There’s not a day that goes by that I am not depressed. It’s built into my DNA, like blue eyes or high blood pressure would be. And even if I try to numb it—with shopping, or food, or aimless scrolling through the internet—it still finds me anyway because it is me.
It took me far too long to realize you can’t outrun yourself.
Because the truth is, even though depression (and its sneaky little sidekick anxiety) have been built into my bones, there was an ebb and flow to my days. Some were good and conquerable. Some, I suffered through. But there was just enough balance to convince me I was fine. The world had fed me the idea that depression looked like staying in bed every day, and because I was still rising, and sometimes thriving, I thought I could get by. I just surrendered to the fact that this was my lot in life: I’d always be the girl with a little extra dark and a little less light.
But then I went to try on dresses.
It was just a seemingly average day in the life of a functioning depressive. I dressed myself and my kids. I sent them to school. I worked out, ate a protein bar, sat in my car, and felt nothing. Not happy, not sad, just numb. You see, that’s the sharpest tool in my minds box—it wants me not to feel. If I’m indifferent about life than I’m not living it and the dark side wins.

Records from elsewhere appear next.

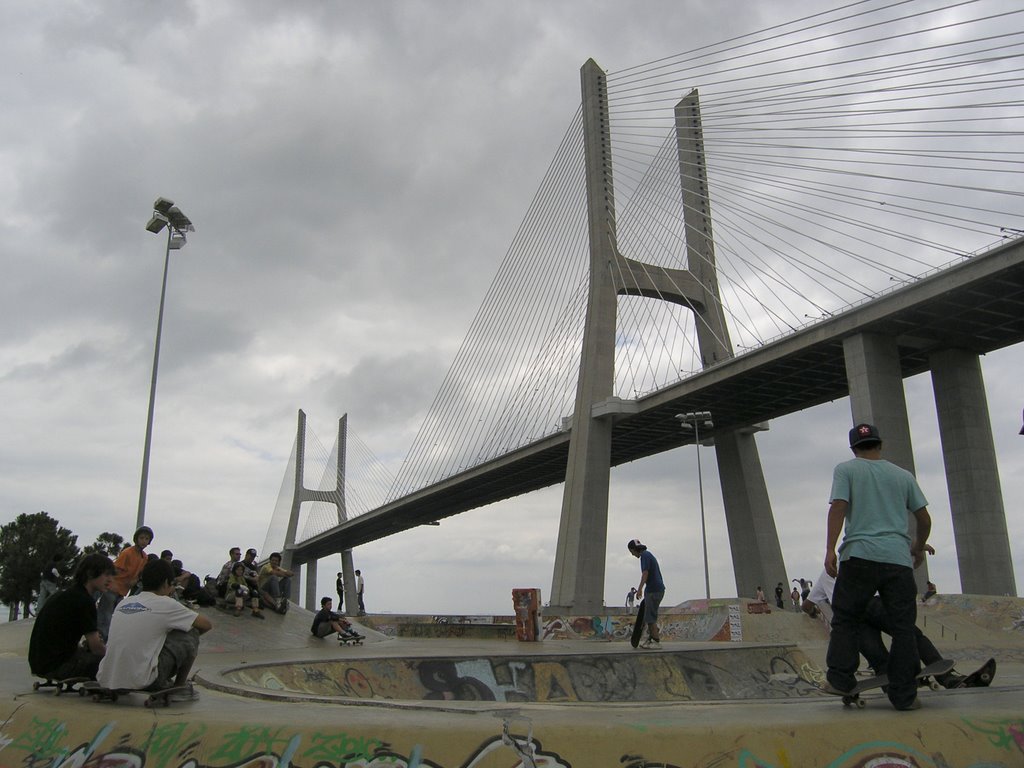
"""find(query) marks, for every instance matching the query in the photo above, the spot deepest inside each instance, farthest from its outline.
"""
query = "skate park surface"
(733, 685)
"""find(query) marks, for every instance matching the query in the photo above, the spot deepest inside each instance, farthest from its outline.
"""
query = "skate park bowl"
(732, 687)
(692, 675)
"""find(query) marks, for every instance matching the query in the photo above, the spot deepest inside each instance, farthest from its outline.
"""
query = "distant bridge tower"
(578, 585)
(337, 498)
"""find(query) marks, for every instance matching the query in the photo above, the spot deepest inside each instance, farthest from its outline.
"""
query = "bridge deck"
(976, 305)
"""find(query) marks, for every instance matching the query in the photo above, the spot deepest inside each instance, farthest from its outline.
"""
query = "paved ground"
(272, 695)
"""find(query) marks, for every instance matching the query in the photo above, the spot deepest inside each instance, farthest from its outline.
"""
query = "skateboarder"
(650, 578)
(128, 565)
(872, 499)
(54, 652)
(326, 622)
(154, 638)
(877, 622)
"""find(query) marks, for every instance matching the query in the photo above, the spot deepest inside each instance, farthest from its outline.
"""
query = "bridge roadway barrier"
(709, 702)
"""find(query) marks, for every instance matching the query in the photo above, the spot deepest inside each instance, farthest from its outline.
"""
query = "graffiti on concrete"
(47, 744)
(712, 674)
(31, 741)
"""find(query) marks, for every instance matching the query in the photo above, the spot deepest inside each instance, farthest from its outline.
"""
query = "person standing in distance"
(650, 578)
(872, 499)
(358, 592)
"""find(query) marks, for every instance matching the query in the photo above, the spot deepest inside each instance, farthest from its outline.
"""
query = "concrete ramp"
(728, 673)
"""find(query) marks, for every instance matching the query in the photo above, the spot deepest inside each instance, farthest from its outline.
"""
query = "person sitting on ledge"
(239, 590)
(327, 622)
(154, 638)
(275, 584)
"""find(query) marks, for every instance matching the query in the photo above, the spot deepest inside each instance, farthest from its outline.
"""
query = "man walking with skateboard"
(650, 578)
(872, 499)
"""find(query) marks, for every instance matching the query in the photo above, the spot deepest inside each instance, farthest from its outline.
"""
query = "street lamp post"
(165, 214)
(695, 420)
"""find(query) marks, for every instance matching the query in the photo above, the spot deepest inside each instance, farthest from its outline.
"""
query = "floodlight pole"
(140, 517)
(693, 420)
(165, 214)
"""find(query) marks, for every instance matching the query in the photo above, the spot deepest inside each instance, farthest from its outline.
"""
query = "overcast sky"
(355, 173)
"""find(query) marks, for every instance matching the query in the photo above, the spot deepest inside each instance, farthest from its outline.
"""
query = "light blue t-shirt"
(881, 497)
(649, 563)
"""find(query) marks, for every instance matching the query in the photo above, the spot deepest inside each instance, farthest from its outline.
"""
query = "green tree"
(27, 546)
(107, 544)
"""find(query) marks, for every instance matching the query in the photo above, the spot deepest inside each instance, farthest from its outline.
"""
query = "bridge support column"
(311, 602)
(351, 607)
(972, 474)
(578, 584)
(877, 396)
(757, 555)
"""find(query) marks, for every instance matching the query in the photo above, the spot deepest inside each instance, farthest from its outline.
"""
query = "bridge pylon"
(578, 584)
(336, 497)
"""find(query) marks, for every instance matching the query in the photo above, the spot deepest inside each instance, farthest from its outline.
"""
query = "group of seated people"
(128, 623)
(142, 641)
(244, 580)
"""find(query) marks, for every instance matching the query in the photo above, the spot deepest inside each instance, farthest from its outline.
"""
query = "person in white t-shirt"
(154, 639)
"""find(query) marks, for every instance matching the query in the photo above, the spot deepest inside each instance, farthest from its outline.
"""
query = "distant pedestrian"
(805, 587)
(358, 592)
(650, 578)
(49, 582)
(872, 500)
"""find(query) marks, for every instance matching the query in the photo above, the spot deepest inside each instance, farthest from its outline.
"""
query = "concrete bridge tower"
(578, 585)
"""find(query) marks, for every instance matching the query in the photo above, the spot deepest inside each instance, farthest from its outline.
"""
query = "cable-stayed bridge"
(813, 221)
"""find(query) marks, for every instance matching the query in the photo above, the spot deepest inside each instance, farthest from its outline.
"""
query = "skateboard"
(67, 685)
(153, 697)
(925, 677)
(638, 627)
(981, 678)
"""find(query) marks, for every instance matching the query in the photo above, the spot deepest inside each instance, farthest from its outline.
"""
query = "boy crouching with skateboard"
(154, 638)
(327, 622)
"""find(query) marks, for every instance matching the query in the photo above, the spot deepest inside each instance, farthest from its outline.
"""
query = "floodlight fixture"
(178, 220)
(163, 205)
(157, 222)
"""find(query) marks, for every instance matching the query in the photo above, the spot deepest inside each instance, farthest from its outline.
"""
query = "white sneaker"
(184, 695)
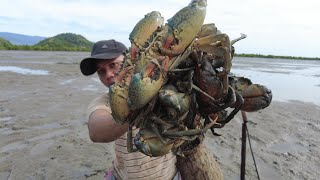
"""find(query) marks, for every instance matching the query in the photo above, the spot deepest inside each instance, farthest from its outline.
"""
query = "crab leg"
(218, 45)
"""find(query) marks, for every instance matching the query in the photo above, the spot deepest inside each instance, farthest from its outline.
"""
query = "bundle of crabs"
(176, 83)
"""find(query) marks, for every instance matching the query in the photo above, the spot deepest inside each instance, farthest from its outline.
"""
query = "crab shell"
(149, 144)
(177, 35)
(118, 95)
(143, 30)
(256, 96)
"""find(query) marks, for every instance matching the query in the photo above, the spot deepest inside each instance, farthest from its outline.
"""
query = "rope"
(245, 134)
(254, 161)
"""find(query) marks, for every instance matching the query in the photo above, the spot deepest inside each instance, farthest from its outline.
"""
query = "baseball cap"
(105, 49)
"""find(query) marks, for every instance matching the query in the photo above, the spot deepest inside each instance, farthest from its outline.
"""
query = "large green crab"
(143, 96)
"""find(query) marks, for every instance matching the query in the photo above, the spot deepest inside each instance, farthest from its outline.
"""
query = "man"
(106, 59)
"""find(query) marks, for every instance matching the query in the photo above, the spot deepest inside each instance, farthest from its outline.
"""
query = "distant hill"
(4, 44)
(65, 41)
(20, 39)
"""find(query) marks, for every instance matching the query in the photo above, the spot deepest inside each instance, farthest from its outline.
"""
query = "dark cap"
(105, 49)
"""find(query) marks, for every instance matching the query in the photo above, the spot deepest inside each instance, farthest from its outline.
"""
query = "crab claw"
(145, 85)
(119, 94)
(256, 97)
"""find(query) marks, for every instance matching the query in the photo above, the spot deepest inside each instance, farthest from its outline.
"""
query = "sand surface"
(43, 130)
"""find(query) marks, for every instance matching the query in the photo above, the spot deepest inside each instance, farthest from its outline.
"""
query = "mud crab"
(175, 83)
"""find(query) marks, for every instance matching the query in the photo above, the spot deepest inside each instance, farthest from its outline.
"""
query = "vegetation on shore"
(60, 42)
(74, 42)
(277, 57)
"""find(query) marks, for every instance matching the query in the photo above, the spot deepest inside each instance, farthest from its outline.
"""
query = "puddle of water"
(50, 135)
(5, 119)
(24, 71)
(69, 81)
(47, 126)
(288, 145)
(289, 80)
(14, 146)
(41, 147)
(90, 88)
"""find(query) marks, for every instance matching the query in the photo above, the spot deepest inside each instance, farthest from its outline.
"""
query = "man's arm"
(103, 128)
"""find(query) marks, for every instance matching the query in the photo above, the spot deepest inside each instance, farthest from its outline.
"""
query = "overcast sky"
(277, 27)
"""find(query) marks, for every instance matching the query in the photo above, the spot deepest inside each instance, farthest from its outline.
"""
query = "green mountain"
(21, 39)
(4, 44)
(64, 42)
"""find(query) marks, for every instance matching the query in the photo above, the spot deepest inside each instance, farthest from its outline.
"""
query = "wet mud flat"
(43, 130)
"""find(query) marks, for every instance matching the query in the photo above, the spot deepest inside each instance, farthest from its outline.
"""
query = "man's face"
(108, 69)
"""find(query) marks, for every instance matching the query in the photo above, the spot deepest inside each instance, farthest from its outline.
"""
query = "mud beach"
(43, 130)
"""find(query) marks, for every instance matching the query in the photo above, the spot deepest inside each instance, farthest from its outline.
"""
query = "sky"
(273, 27)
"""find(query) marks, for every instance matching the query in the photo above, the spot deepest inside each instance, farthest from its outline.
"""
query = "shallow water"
(288, 79)
(24, 71)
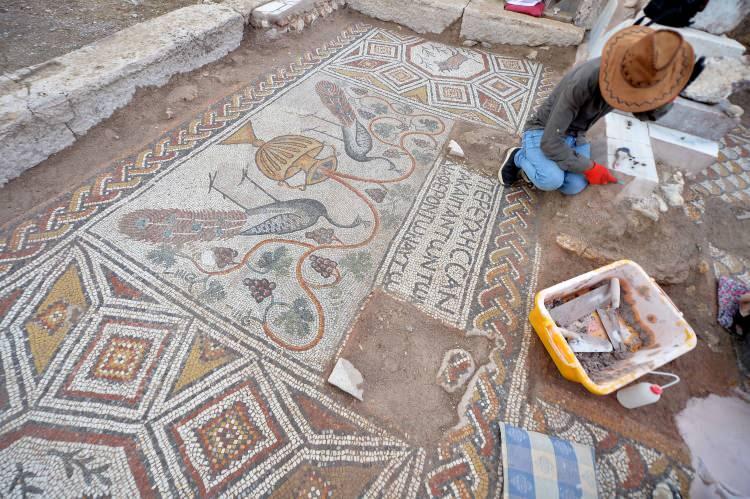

I tried one of my go-to fixes: buying things I don’t need, as if “stuff” is a cure-all for suffering. But when I entered the dressing room, the pain slipped in so fast I had no choice but to sit. Unbuttoning one more button seemed like too big of an ask.
This is how depression works: you’re just floating along and it pops in unannounced, setting up shop, refusing to leave until it’s good and ready.
So I decided not to fight, and found a seat.
I looked at myself for a long while, at first judgingly (because that’s what a warped mindset will do to you). I hated the dark circles under my eyes. I hated my messy bun and how I was still losing hair three years after having children. I hated that the dress I tried on was in the double digits. Why couldn’t I be meek, and small, and blend in beautifully with everyone else?
And most of all, I hated my life. I hated that I had a history of abuse and never wanted to be intimate with my husband. I hated that that very husband had a failing heart and my only two children were both on the spectrum. Most days this diagnosis blends into our every day lives, but not today—today it felt heavy. Today I wished I didn’t have to put back the clothes I tried on because of therapy costs.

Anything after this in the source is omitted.